I built a small CLI tool called screenframes that records a portion of your screen and extracts a curated set of frames showing only meaningful visual changes. It's designed to give AI coding agents eyes.
The problem is straightforward. When you're working with Claude Code or similar tools, they can't see what's happening on your screen. You can describe what you're looking at, or take manual screenshots. Both are tedious and lossy. What you want is to just record a chunk of your workflow and hand the agent a concise visual summary of what happened.

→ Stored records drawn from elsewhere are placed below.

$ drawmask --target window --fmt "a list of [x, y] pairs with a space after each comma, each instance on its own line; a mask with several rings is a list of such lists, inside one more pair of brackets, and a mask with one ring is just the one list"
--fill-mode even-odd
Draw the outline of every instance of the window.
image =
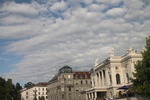
[[110, 85], [112, 84], [112, 78], [111, 75], [109, 74], [109, 80], [110, 80]]
[[119, 74], [116, 74], [116, 83], [117, 84], [121, 84], [121, 82], [120, 82], [120, 75]]
[[62, 97], [62, 99], [64, 99], [64, 97], [65, 97], [64, 94], [62, 94], [61, 97]]
[[83, 81], [81, 80], [81, 84], [83, 84]]
[[71, 87], [70, 86], [68, 87], [68, 90], [71, 91]]
[[129, 83], [129, 74], [126, 73], [126, 77], [127, 77], [127, 83]]
[[88, 81], [86, 80], [86, 84], [88, 84]]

screenframes record opens the native macOS region selector. Pick an area, do your thing, press Escape to stop. You get back the video and a set of deduplicated frames — only the ones where something actually changed.
The pipeline is simple: record with macOS screencapture, sample at 10 fps with ffmpeg, auto-crop to the region where pixels actually changed between frames, run perceptual dedup using phash to throw away near-identical frames, downscale to 1280px wide, and generate a markdown manifest with timestamps. You end up with maybe 9 frames from a 12 second recording instead of 120.
You can also skip the recording step entirely with screenframes extract path/to/video.mov if you already have a video from Cmd+Shift+5 or whatever.
The output is a timestamped directory with the cropped video, the frames, and the manifest. Drop the frames into a prompt and the agent has context it never had before.
Python, MIT licensed, pipx install from the repo. Requires macOS and ffmpeg.